Before you can rewrite, you need to do a few things:

  • Reconnect with why you wanted to write this, what got you fired up about it
  • Identify the strengths – which parts do work, what aspects have merit?
  • Ask yourself whether there’s one overriding problem that’s causing your negative reaction. That’s probably the place to start reworking

For my novel, surprisingly, I did have to reformulate why I cared. Spending a year on the first draft had me bogged down in technical issues; I knew I was passionate about the story, but couldn’t have told you succinctly why. I think I can now.

Identifying the strengths wasn’t too difficult – I like all the characters, still love the setting, the dialogue and description are generally strong, and the second half flows quite well though it’s a bit rushed at the end.

The overriding problem was easy to identify, too, because my five test readers all said the same thing: they couldn’t get a handle on the protagonist. The rewrite must start with letting readers into the protagonist’s head in a way that enlists their sympathy.

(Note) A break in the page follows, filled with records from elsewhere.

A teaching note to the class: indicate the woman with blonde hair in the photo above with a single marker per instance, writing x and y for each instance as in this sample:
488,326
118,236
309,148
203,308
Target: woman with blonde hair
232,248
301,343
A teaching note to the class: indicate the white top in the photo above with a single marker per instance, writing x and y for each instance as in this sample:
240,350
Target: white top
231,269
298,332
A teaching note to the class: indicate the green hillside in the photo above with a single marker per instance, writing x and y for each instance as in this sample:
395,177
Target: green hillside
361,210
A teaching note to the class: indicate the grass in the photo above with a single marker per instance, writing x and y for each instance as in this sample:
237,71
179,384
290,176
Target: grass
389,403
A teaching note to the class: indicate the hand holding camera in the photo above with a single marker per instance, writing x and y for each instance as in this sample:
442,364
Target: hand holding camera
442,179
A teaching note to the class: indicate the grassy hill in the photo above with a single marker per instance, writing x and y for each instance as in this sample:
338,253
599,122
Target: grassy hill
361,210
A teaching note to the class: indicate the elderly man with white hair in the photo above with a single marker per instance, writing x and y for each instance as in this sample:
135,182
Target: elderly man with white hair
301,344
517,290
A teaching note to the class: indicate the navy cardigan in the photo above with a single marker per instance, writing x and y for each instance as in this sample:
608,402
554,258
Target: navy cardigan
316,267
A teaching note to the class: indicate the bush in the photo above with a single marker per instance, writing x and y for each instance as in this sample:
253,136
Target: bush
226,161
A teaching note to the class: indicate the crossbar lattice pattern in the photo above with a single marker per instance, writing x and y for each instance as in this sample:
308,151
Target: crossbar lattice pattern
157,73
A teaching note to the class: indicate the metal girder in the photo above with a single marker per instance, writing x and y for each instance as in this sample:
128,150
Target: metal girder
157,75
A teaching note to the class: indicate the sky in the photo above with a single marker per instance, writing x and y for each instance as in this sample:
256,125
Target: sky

My problem here is the balance between trusting the reader to do the work, and giving them enough information to work with. I’m also struggling with the idea of “show don’t tell”. With internal monologue, telling is showing if you do it right – but despite reading many many examples of great writing, I still can’t work out how to do it right. Advice, anyone?

The novella is a little different. I know why I’m passionate about telling the story, so that’s not a problem. I’m having trouble identifying strengths in the writing because I’m overwhelmed by what’s wrong with it. The main problem is something to do with pace and momentum in combination with tension. The writing seems to gloss over the story; too much happens too fast with not enough tension or emotional engagement. The result is a story that feels glib and pat, when it should feel complex and powerful. Individually, the events of the plot are believable. The characters are realistic. But something about the way I’m telling the story is failing to do justice to the characters and what they go through from beginning to end. I need to find ways to deepen the reader’s engagement with the characters without slowing the story to a plodding pace. I suspect it needs to be significantly longer – too much happens in 19,000 words – but the last thing I want to do is create “padding”. Again, I’m very open to suggestions and advice from you, wonderful fellow-writers :-).